I think that this is what I am most afraid of, as I’m poised to return to the classroom after my sabbatical. I’m afraid that I’m going to lose this clarity, this insight, and this channel back into the feeling of intellectual power and joy that I’ve found. There’s a small part of me that’s grateful to be exiting the sabbatical. Among other things, feeling the many different pressures that I didn’t feel on sabbatical is making me prioritize things in a way that feels healthy. But I’m still anxious, and a little afraid.
I started writing this substack when my sabbatical began. Ostensibly, it was because I had just published a book, and I was following advice to start a newsletter. But I also saw it as an opportunity to do the sort of writing that I missed out on, when blogging was the thing. When other people were blogging, I kept quiet. I wanted to do it. But I didn’t trust that I had enough to say, or that I wouldn’t embarrass myself. I didn’t think that anyone would be interested in what I had to say. I’m still not really sure that anyone is interested, but I think I’m just more committed to opening up new channels for thinking and feeling that set intellectual power loose in the world, whatever the risk. And I don’t know how to do this, other than through writing. I want to do this for myself, of course, because it brings me joy. But I also want to do this for you. I hope you’ve stumbled on something of value over the past eight months, since I’ve been sending these missives out into the void. I hope you’ve been charged with at least a moment of intellectual power and joy. That would make it all worth it, for me.
I don’t really know what will happen to this space, as my sabbatical ends. Next Monday is my first day back in the classroom, and I’m already feeling the pressures of teaching and committee work. I don’t have the intention to shut this space down, at least not now.
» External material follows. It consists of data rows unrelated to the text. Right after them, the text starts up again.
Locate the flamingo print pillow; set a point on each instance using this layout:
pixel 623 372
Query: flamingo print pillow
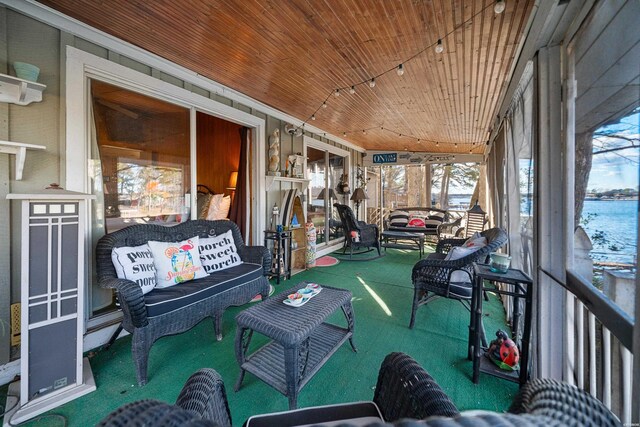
pixel 176 262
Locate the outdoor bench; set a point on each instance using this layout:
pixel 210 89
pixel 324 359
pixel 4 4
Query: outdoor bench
pixel 172 310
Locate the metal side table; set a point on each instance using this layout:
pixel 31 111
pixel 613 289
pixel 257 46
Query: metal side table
pixel 521 287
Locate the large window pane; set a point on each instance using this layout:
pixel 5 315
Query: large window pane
pixel 140 171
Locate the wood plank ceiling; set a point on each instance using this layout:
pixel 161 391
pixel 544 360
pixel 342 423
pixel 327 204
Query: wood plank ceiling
pixel 293 54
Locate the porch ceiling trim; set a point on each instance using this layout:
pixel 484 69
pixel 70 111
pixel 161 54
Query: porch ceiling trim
pixel 65 23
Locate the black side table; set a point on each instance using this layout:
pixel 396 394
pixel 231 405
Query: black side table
pixel 281 251
pixel 521 288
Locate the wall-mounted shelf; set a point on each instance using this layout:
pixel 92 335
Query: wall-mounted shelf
pixel 271 179
pixel 20 150
pixel 19 91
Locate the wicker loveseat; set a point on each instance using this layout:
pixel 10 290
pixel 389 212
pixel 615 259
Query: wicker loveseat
pixel 428 220
pixel 176 309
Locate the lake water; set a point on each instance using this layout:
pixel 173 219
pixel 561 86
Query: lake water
pixel 617 220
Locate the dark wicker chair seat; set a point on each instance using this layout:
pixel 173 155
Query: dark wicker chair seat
pixel 405 394
pixel 177 309
pixel 432 276
pixel 357 234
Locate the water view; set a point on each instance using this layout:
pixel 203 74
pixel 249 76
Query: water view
pixel 612 225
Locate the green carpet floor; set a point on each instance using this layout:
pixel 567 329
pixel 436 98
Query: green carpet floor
pixel 382 295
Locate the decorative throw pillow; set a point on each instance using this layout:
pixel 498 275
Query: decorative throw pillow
pixel 439 216
pixel 219 207
pixel 476 240
pixel 135 263
pixel 416 221
pixel 176 262
pixel 398 218
pixel 219 252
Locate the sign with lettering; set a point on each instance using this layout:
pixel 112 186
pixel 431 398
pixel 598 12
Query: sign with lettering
pixel 385 158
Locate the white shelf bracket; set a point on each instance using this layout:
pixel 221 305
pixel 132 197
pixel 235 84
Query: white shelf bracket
pixel 20 151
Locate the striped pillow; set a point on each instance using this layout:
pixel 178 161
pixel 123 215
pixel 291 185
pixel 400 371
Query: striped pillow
pixel 398 218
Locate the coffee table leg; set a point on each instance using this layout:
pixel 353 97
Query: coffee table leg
pixel 347 309
pixel 292 373
pixel 243 338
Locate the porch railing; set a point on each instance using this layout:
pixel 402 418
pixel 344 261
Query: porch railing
pixel 597 357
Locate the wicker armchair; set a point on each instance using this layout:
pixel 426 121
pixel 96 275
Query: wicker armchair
pixel 432 276
pixel 357 234
pixel 405 393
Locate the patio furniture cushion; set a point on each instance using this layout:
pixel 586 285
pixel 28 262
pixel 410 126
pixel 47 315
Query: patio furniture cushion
pixel 135 263
pixel 164 300
pixel 398 218
pixel 219 252
pixel 176 262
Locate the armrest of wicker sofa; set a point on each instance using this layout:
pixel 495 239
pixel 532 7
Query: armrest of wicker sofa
pixel 406 390
pixel 256 255
pixel 562 402
pixel 204 394
pixel 131 300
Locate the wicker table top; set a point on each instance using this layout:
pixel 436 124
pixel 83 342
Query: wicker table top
pixel 290 325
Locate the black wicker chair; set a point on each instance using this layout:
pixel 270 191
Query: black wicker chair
pixel 405 394
pixel 431 276
pixel 357 234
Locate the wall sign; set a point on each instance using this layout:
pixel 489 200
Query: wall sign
pixel 385 158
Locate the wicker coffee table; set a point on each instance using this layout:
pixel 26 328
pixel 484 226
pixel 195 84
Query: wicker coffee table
pixel 301 342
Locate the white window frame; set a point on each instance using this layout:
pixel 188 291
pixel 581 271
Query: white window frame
pixel 80 68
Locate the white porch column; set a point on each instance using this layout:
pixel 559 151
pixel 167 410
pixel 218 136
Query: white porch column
pixel 551 245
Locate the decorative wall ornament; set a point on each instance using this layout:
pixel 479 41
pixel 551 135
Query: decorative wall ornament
pixel 274 153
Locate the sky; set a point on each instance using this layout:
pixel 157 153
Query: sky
pixel 618 169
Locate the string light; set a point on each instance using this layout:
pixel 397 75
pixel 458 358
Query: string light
pixel 499 7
But I might not be able to keep up the wild sabbatical pace of one post per week. As long as it continues to help me feel a little more joy, I plan to maintain it as part of my writing discipline. But if you hear from me with less frequency, then it’s probably because I’m out there struggling to find more of that joy, and trying to let go of the things that make it less possible.
By the way, if you haven’t yet read Alexis Pauline Gumb’s fantastic piece on the menopausal earth, you should!